Plusieurs hypothèses sont dans les tuyaux, éventuellement cumulables : un modèle qui verrait le FESF agir comme assureur de la dette émise par les pays en difficulté; une option qui consiste à créer un véhicule financier adossé au FESF, pour attirer investisseurs publics comme privés y compris hors zone euro.
Enfin, une troisième solution serait la création d'un fonds spécial adossé au Fonds monétaire international (FMI) et abondé sur la base du volontariat, par exemple par des pays émergents comme la Chine.
Autre chantier : stabiliser la Grèce surendettée en mettant plus fortement à contribution le secteur financier, qui s'était déjà engagé en juillet à subir des pertes de l'ordre de 21% en effaçant une partie de la dette grecque.
La difficulté est pour les Européens d'obtenir le feu vert des banques, au risque sinon de déclencher le paiement des CDS, ces assurances contre le risque de défaut de paiement.
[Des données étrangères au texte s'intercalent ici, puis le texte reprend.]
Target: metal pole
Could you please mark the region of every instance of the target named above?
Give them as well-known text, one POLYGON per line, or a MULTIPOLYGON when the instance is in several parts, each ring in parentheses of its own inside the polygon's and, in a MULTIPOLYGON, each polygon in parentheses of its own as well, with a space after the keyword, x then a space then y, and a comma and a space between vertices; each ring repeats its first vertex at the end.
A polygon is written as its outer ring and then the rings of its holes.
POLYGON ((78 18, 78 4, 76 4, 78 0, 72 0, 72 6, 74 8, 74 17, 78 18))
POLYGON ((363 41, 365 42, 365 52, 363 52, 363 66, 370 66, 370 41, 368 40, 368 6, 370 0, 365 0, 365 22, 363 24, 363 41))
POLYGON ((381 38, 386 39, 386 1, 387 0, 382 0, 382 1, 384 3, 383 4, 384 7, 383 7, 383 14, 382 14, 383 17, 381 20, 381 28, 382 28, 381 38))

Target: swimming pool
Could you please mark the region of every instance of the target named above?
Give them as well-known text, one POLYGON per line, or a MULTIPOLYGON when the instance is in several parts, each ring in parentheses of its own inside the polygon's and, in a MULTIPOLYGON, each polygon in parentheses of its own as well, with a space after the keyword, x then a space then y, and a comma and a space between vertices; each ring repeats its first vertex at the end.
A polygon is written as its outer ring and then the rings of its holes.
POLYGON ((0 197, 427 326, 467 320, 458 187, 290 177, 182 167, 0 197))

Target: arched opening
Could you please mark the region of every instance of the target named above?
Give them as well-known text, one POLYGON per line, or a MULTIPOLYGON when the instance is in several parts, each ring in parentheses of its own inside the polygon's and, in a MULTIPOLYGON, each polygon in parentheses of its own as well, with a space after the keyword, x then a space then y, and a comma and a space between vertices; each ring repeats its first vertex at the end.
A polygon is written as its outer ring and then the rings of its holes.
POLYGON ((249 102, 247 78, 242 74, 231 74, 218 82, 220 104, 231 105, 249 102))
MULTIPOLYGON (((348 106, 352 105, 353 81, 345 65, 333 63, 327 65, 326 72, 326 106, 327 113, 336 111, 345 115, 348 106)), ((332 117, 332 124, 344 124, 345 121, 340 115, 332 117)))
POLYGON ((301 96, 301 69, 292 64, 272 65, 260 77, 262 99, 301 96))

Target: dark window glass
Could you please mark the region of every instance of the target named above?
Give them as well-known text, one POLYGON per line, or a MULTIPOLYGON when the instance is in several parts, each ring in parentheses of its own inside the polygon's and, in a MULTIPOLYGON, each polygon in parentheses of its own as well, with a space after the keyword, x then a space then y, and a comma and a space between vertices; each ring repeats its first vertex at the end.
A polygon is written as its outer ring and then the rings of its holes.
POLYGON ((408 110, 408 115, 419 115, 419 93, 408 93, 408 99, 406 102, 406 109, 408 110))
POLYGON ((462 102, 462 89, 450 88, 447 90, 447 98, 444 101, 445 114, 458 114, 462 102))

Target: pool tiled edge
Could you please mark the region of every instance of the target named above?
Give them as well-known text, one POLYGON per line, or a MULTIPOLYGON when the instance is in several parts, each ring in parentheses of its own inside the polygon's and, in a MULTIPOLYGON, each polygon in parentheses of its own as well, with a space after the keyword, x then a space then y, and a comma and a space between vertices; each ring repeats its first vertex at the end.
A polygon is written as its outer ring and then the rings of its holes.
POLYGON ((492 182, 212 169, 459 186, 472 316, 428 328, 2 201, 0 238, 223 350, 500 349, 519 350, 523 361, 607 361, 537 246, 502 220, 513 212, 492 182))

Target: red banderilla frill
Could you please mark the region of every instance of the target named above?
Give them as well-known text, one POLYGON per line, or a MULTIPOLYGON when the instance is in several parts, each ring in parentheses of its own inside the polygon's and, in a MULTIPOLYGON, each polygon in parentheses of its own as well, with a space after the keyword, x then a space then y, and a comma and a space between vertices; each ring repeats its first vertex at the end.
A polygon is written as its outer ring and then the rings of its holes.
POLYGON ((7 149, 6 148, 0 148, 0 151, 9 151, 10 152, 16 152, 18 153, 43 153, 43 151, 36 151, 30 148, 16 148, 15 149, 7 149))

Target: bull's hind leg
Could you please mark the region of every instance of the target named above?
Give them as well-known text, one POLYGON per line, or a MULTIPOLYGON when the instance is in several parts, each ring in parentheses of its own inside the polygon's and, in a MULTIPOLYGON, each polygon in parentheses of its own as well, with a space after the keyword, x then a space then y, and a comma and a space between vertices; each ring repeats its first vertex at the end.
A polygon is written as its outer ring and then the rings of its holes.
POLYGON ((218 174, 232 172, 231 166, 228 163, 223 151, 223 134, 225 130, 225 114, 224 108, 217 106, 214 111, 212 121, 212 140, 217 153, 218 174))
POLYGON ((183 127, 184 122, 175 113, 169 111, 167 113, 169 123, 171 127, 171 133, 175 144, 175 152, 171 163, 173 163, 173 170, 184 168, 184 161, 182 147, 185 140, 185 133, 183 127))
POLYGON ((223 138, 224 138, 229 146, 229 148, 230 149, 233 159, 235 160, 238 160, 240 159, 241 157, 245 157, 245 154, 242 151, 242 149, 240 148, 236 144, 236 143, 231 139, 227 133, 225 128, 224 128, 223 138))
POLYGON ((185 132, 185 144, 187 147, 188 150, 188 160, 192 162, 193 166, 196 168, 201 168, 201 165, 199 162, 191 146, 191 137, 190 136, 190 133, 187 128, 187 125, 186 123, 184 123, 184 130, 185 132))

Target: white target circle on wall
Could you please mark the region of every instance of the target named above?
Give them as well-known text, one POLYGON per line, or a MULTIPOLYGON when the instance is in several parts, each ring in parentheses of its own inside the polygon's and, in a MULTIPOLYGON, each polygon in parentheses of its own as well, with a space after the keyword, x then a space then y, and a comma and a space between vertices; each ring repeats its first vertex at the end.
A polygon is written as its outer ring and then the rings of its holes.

Un tel scénario serait favorable à ceux qui ont spéculé sur le sort de la Grèce et risquerait de provoquer un effet domino dans la zone euro.
Or, les grandes banques réunies au sein de l'Institut de la finance internationale (IIF) ont prévenu le 24 octobre soir qu'il y avait "des limites" au niveau de la dette publique grecque qu'elles peuvent accepter d'effacer volontairement.
Selon une source diplomatique, le lobby bancaire propose désormais une décote volontaire de 40% alors que la zone euro table au minimum sur des pertes de l'ordre de 50%.
Les investisseurs grecs sont inquiets des retombées. La Bourse d'Athènes a chuté le 24 octobre de 4,51% car une trop forte décote affecterait lourdement les banques grecques, avec de probables répercussions pour les ménages et les entreprises.
À la veille du sommet, les Bourses européennes ont commencé la journée en repli, les investisseurs prenant notamment leurs bénéfices après plusieurs séances de hausse.
La Bourse de Paris a ouvert en baisse de 0,46%, Francfort de 0,47% et Londres de 0,13%. La Bourse de Madrid a de son côté cédé 0,3% à l'ouverture et celle de Milan 0,4%.
En Asie, la Bourse de Tokyo a terminé en baisse de 0,92%, l'inquiétude face à la vigueur persistante du yen prenant le pas sur l'espoir d'un règlement de la crise en zone euro.